Pair of Stanford linemen set to succeed at the next level

For the last few years, Stanford has had one of the better offensive lines in the country. The Cardinal have been coached in a pro-style offense and are very physical. Two of those players who are both 4th-year juniors have decided to forgo their final year of college football and enter the NFL Draft. These players are left tackle Jonathan Martin and right guard David DeCastro. I have been able to look at three game tapes from 2011 (USC, Notre Dame and Oklahoma State) and two from 2010 (Notre Dame, UCLA). Here’s what I saw.

Jonathan Martin

Martin redshirted his freshman season and has been a starter at left tackle the last three years. He was a 3-star recruit from Los Angeles and was pretty much a regional recruit having been offered by schools such as UCLA, Utah and Utah State.

Jonathan MartinJonathan Martin was a starter at left tackle the last three years at Stanford.

Martin has good size at about 6-5 and 305 with long arms. While he has very good feet and good short area quickness, he is not what I would call a very fast guy when he has to get out into space. Watching him run, I doubt he will be faster than about 5.50 when he runs the 40. Still, he has good balance and you seldom see him off his feet. He plays from both a 2 point and 3 point stance and shows very good initial quickness. He has been very well coached and is technique sound. In the run game he comes off the ball low and has good “pop” on contact. He shows good natural hip roll, keeps his hands inside. He keeps his feet running on contact and is able to generate movement with his blocks. He is consistent getting to linebackers and usually takes good angles. They seldom use him to pull and when they do pull him he can struggle. He lacks the speed to consistently get to the block and can struggle to adjust on the move.

The best part of his game is pass blocking. He has good feet, lateral agility and recovery. He plays with bend and shows good anchor ability. In the run game, he sets quickly, has a strong punch and is able to control his opponent.
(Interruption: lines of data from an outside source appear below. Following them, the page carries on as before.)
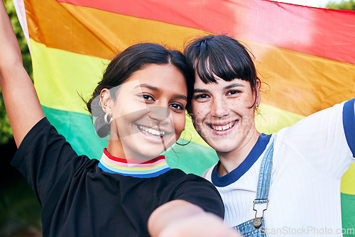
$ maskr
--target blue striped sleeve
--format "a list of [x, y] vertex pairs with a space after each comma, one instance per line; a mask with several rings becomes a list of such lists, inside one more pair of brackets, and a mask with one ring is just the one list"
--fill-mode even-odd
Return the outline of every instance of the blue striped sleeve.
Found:
[[355, 158], [355, 98], [345, 102], [343, 108], [343, 126], [350, 150]]

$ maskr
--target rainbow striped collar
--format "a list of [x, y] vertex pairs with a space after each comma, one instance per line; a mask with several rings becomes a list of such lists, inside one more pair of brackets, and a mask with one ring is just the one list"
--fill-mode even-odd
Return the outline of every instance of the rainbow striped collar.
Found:
[[111, 155], [106, 148], [104, 149], [99, 167], [109, 173], [140, 178], [158, 177], [170, 170], [164, 155], [142, 162], [116, 158]]

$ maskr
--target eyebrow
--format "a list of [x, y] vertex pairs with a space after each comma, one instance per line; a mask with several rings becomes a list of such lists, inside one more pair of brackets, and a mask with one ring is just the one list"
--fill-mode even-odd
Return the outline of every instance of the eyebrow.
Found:
[[[226, 87], [225, 87], [224, 88], [223, 88], [224, 89], [231, 89], [231, 88], [234, 88], [234, 87], [244, 87], [244, 84], [239, 84], [239, 83], [233, 83], [233, 84], [231, 84]], [[206, 92], [208, 92], [209, 90], [208, 89], [200, 89], [200, 88], [196, 88], [196, 89], [194, 89], [194, 93], [206, 93]]]
[[155, 91], [155, 92], [158, 92], [159, 90], [159, 89], [158, 89], [157, 87], [152, 87], [151, 85], [148, 85], [148, 84], [140, 84], [137, 85], [136, 87], [134, 87], [134, 89], [137, 89], [138, 87], [148, 88], [148, 89], [150, 89], [151, 90]]
[[[148, 84], [138, 84], [138, 86], [136, 86], [136, 87], [134, 87], [134, 89], [136, 89], [138, 87], [144, 87], [144, 88], [147, 88], [147, 89], [150, 89], [151, 90], [153, 90], [154, 92], [159, 92], [160, 89], [159, 88], [157, 88], [155, 87], [152, 87]], [[175, 94], [174, 95], [174, 97], [176, 98], [176, 99], [183, 99], [183, 100], [185, 100], [185, 101], [187, 101], [187, 97], [183, 95], [183, 94]]]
He can stop wide speed and recover when his opponent tries a counter move. In the five games I viewed, I seldom saw him beat to the outside.

Overall, because of his pass protection skills and inline blocking ability he should be a first-round type pick. His lack of top athleticism in space will cause him to be drafted lower than players like Matt Kalil of USC and Riley Reiff of Iowa. Still, the club that drafts him is getting a solid player.

David DeCastro

Like Martin, DeCastro was a 3-star recruit coming out of high school. He is from Bellevue, Washington, and like Martin was mainly a regional recruit with offers from most of the northern Pac-10/12 schools (Oregon St, Washington, Washington St, Stanford). Also like Martin he redshirted his freshman year and has been a 3-year starter at right guard and has been very productive as a starter.

DeCastro shows good snap reaction and gets to his blocks quickly. He plays with good strength and explosion and shows good natural hip roll on contact. What I don’t like is that he can have a tendency to stop and restart his feet when he makes contact. While he can get away with this versus college competition he won’t be able to in the NFL. I have seen him run his feet enough to know it’s not a problem, but rather a technique he needs to improve on. He takes good angles and again makes solid contact. He can be a physical run blocker showing he can get movement and will pancake when given the opportunity. He has very good hand use when run blocking, consistently keep his hands inside.

Stanford uses DeCastro to pull a lot but it’s always to the left. In five games viewed I never once saw him pull to his right. When pulling he shows average speed to get in front of a back and also has adequate ability to adjust on the move. I have seen a few plays where he did miss in space or not make a solid block.

As a pass blocker, he is very steady, again getting his hands on his opponent quickly, playing with bend and has good mirror skills. He slides his feet well, can recover versus moves and anchors. He consistently looks to finish both run and pass blocks. Like with his run blocking, his hand use is very good. Overall, DeCastro is a solid guard prospect who should also be able to play center at the next level but I doubt he could play outside. He has the talent and tenacity to start early in his career. While I don’t like to draft a guard in the first round unless they have some special traits, it wouldn’t surprise me if DeCastro went in the first. I don’t see a special player but I see a damn good one.